FARGO, N.D. (Valley News Live) – A shocking new deadly force statute for Minnesota law enforcement officers is causing confusion and concern for officers on both sides of the river tonight as it’s leaving Minnesota officers in the Valley with less back-up to call upon.
Minnesota officers were only given an eleven day heads up that the statute was going into effect, leaving agencies with little time to try to figure out how to interpret or train their officers on it.
And because we sit on the border, both Fargo and West Fargo Police, as well as the Cass County Sheriff’s Office say they have suspended all operations in the state of Minnesota for the foreseeable future. The three agencies say without the proper education on the new law, both public safety and officer safety is at risk.
“It’s frustrating and concerning. We never want to leave our other law enforcement partners feeling like they’re out on their own and that we’re not able to respond,” West Fargo Police Chief Denis Otterness said.
While it was a difficult decision, Otterness says it was a necessary one. He added it’s unclear how long it will be until Minnesota and North Dakota agencies partner up again.
“These are high-risk, high-liability situations and we have to have our staff properly trained before we ask them to go out and do the very difficult job they have to do,” Otterness said.
“I certainly don’t want to send one of our officers over there who’s involved in a deadly force scenario, and it’s found later, ‘Well, you’re in violation of Minnesota law and now you’re going to be charged with a crime.’ Whereas if the same situation happened in Fargo, they would not be charged with a crime,” Fargo Police Chief David Zibolski said.
The change means for the time being if a critical incident happens on the Minnesota side, there will be 18 less members on the SWAT team, five less on the bomb squad and four fewer members on the Metro Street Crimes Unit.
“Can you train someone to understand two different legal force standards in a second? These are very dynamic, two to three second decisions that happen and lives are at stake here,” Zibolski said.

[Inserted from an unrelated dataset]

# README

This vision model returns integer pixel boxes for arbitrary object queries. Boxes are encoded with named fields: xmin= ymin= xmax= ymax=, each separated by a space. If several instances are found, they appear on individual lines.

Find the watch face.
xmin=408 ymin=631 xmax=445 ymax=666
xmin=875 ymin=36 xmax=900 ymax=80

As tough as it is, Zibolski says there will be no exceptions made, as his officer’s safety and ability to lawfully navigate the new statute in high-stress situations is the top priority.

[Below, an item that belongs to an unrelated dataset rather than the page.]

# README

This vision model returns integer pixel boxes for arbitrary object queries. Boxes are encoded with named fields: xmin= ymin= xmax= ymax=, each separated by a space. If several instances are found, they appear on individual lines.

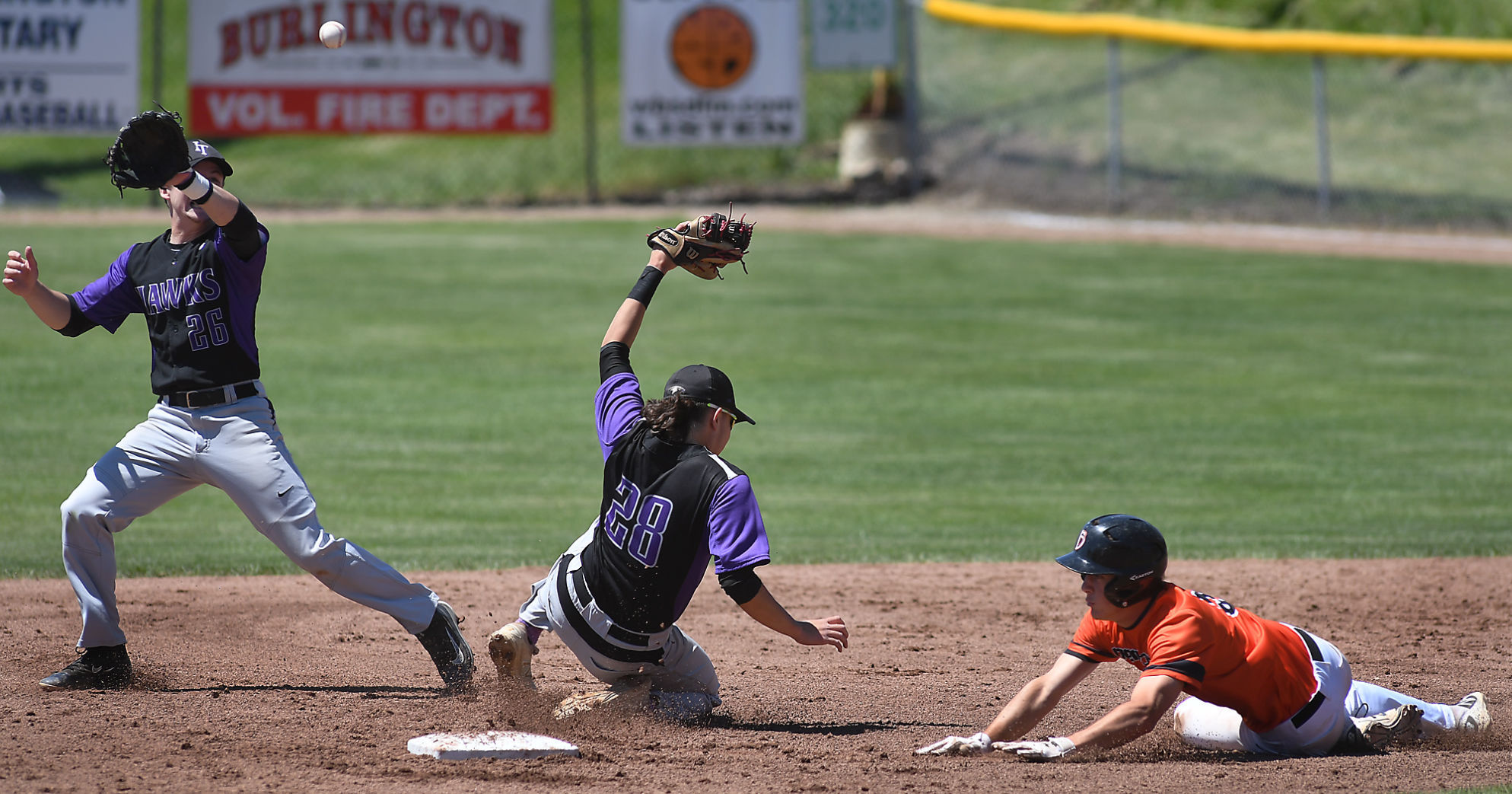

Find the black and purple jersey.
xmin=582 ymin=356 xmax=771 ymax=633
xmin=63 ymin=215 xmax=268 ymax=395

Valley News Live dug into the new statute today to better break down just what this means and the difficult position it’s putting officers in.

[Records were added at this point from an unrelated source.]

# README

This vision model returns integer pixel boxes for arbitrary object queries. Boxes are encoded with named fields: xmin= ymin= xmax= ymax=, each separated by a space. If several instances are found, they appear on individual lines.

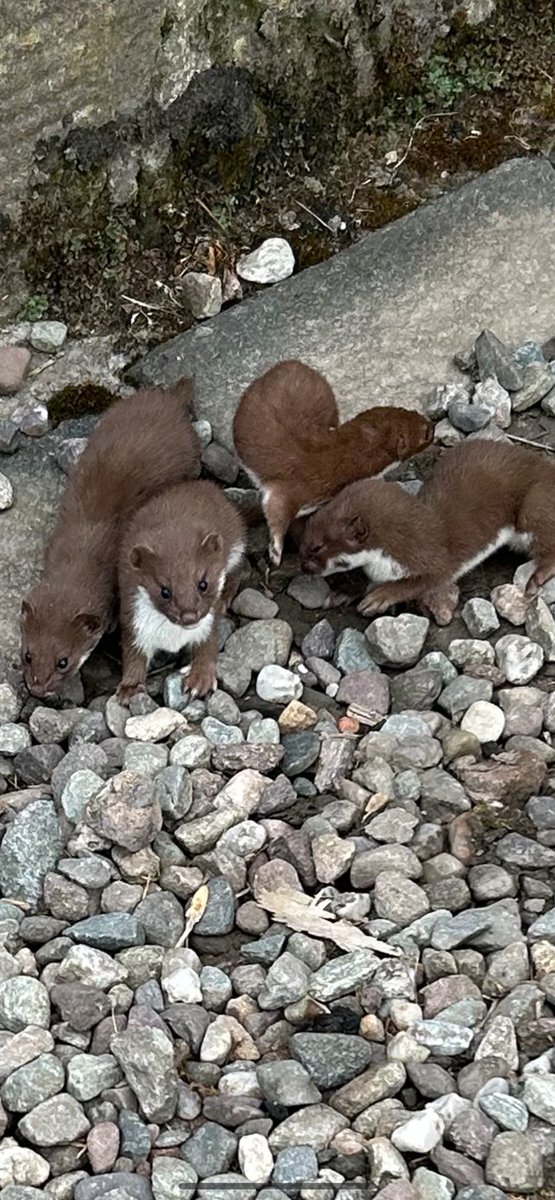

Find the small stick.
xmin=195 ymin=196 xmax=227 ymax=238
xmin=507 ymin=433 xmax=555 ymax=454
xmin=294 ymin=200 xmax=335 ymax=231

Previous to this new law, Minnesota officers were able to use deadly force when they felt there was an apparent threat, but Clay County Attorney Brian Melton says that’s no longer. Instead, officers must go through a three-part test before using any force while in the middle of intense and, many times, life or death situations.
“The threat must be articulated with specificity, that’s it’s reasonably likely to occur absent the action the presence of the police officer and the threat must be countered without unreasonable delay,” Melton explained.
If that didn’t make sense to you, you’re not alone. Officers on both sides of the river tell Valley News Live they feel the same and say they don’t feel like the new law is practical, especially when going into situations with armed or suicidal individuals.
“If they go and engage that person and that person is holding a gun to their own head, but then they suddenly point it at the officer and that officer chooses to engage, that officer is in trouble or in violation of this statute because they can’t use deadly force to control an individual,” Melton explained.
Moorhead Police say they have been preparing for the possible statute change since last fall, but still have training and education to do with their officers. Both Moorhead and Clay County say if and when needed on the North Dakota side, they will still help out.
“I’m hopeful that this is a very short-term issue and that we can get the appropriate training to our staff and we can get things back to normal,” Otterness said.
Grand Forks Police tell Valley News Live they are currently in the same boat as the agencies here in the metro, but say at this time they have not made any final decisions as to how they will or will not assist their Minnesota neighbors.